A.M.: Che differenza intercorre fra il termine “mutamento” e “trasformazione”?

Cristina Zaltieri: Vi è un diverso grado di radicalità nei due concetti che indicano entrambi un divenire, laddove essi siano intesi in un senso “filosofico”. Il mutamento è un divenire che non comporta il passaggio da una forma ad un’altra, mentre la trasformazione reca in sé tale evenienza. Nel linguaggio comune i due termini sono intercambiabili, ma se vogliamo prestare attenzione al significato tecnico che acquisiscono nel discorso filosofico occorre riconoscere, come ci insegna lo stesso Zourabichvili, che Spinoza pur alludendo varie volte alla trasformazione non la ritiene compatibile con il permanere dell’individuo, dato che forma e individuo coincidono. Quindi laddove Spinoza ci pone di fronte al cambiamento radicale di un neonato in adulto o del poeta spagnolo che dopo strana malattia, non ricorda nulla tranne la lingua materna (entrambi casi molto studiati da Zourabichvili) non si tratta comunque di trasformazioni, semmai di variazioni del conatus che costituisce il bambino e di quello che costituisce il poeta. Quanto alle trasformazioni alchemiche Spinoza nella lettera XL a Jelles allude a sue ricerche a proposito ma in modo piuttosto vago. Possiamo però avanzare nei confronti dell’alchimia, laddove essa teorizzi trasformazioni da un elemento ad un altro senza alcuna connessione con il primo, ad esempio dal piombo all’oro, le obiezioni che Spinoza avanzava nei confronti della credenza nei miracoli ossia nella possibilità di eventi in netta rottura con le leggi della natura. Spinoza legge tali credenze solo come asylum ignorantiae, non certo come prova della grandezza di Dio a cui semmai fa fede il procedere stesso della natura secondo i suoi principi. Le cosiddette “trasformazioni” di cui non comprendiamo la natura (come quella del poeta in amnesico) testimoniano non certo che tutto può tramutarsi in tutto ma semmai i limiti del nostro intelletto, limiti che Spinoza spesso riconosce. Aggiungerei che la trasformazione è un tema specifico della lettura che Zourabichvili ci offre di Spinoza, è un problema zourabichviliano più che spinoziano; in un certo qual modo essa è, per Zourabichvili, l’ombra che accompagna ogni divenire esposto all’Evento, è lo stato limite che allude ad una possibilità: lo spezzarsi dell’individualità, ossia del conatus che non coincide per forza con la morte fisica.

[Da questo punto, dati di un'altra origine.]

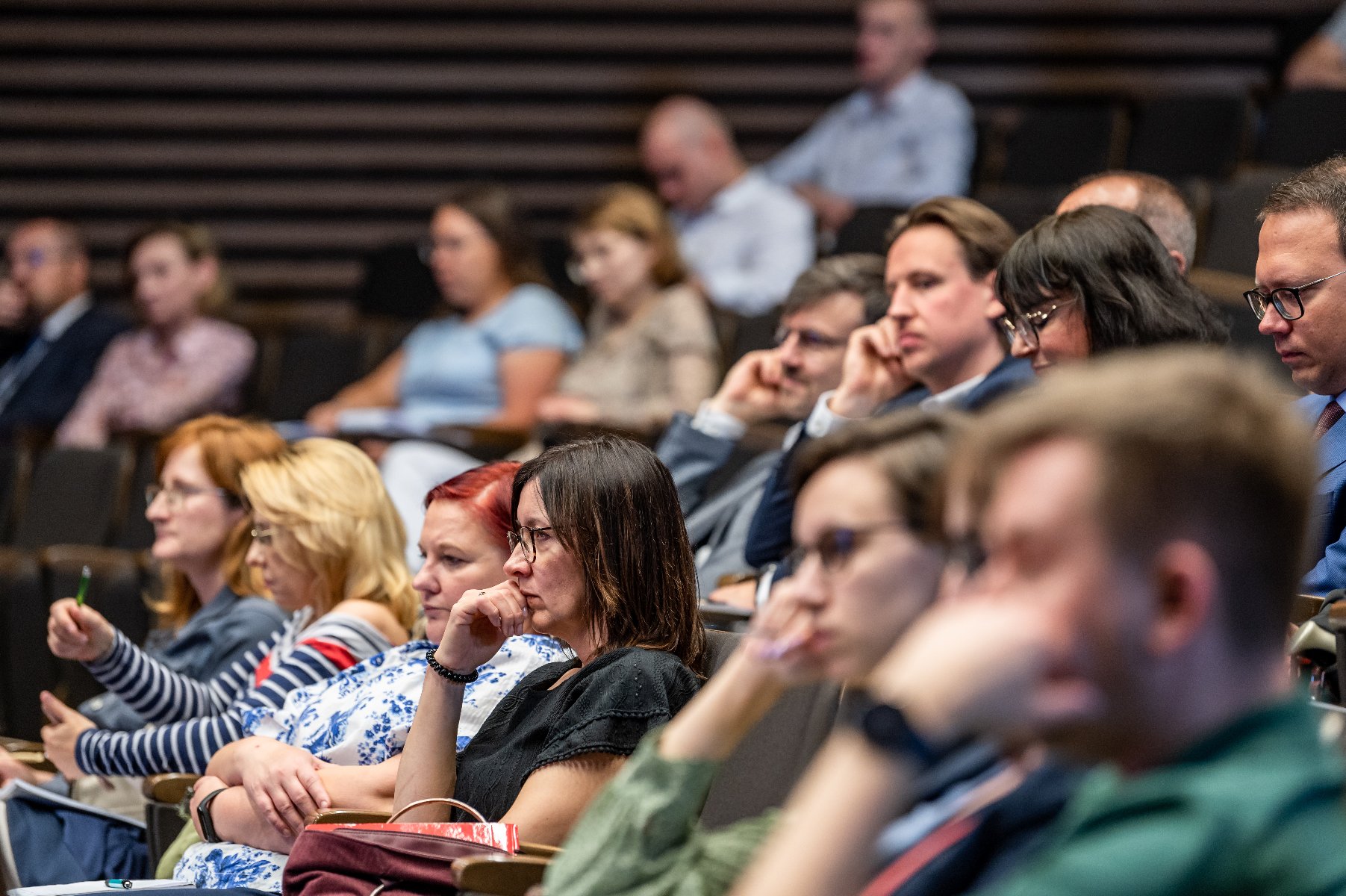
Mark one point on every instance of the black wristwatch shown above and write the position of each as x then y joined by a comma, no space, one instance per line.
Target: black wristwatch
888,728
208,824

A.M.: Enveloppement. Malgrado l’esistenza nella lingua francese della parola “implication”, Zourabichvili utilizza “inviluppo”. Potresti spiegarci brevemente la profondità di questo concetto?

Cristina Zaltieri: In lingua francese le parole enveloppement e implication hanno entrambe il significato di un ripiegamento che contiene in sé qualcosa d’altro da sé, come una busta che contiene un foglio, ma implication ha una più specifica accezione logica, come “implicazione” in italiano. Ecco perché Zourabichvili preferisce usare enveloppement che copre un’area semantica più ampia e che serve all’autore per rendere appieno la complessità di ogni ente. Attraverso l’idea deleuziana di “piega” e quella spinoziana di “affetto”, Zourabichvili riflette sulla complessità di ogni identità che appare sempre un inviluppo di alterità, una densità pluridimensionale di pensiero, affettività, corporeità, forza. In effetti ognuno di noi inviluppa in sé alterità in un intreccio composito presente sia a livello del corpo sempre amalgamato con altri corpi: quelli ingeriti, quelli impugnati nel lavoro o nelle pratiche quotidiane sia a livello del pensiero, laddove la nostra mente assorbe pensieri altrui, inviluppa le menti che incontra e che la affettano con la loro forza speculativa. L’immagine del mondo che ci viene offerta da Zourabichvili attraverso il concetto di inviluppo è quella di un piano d’immanenza non certo monodimensionale (solo materiale), neppure bidimensionale (composto da materia e spirito) bensì com-plicato da innumerevoli pieghe, addensamenti, intrecci, commistioni…


A.M.: Ci troviamo di fronte a due forme, due chimere, l’infans -adultus ed il Dio-re.  Che cosa sono esattamente ed in che modo ci si può liberare da esse?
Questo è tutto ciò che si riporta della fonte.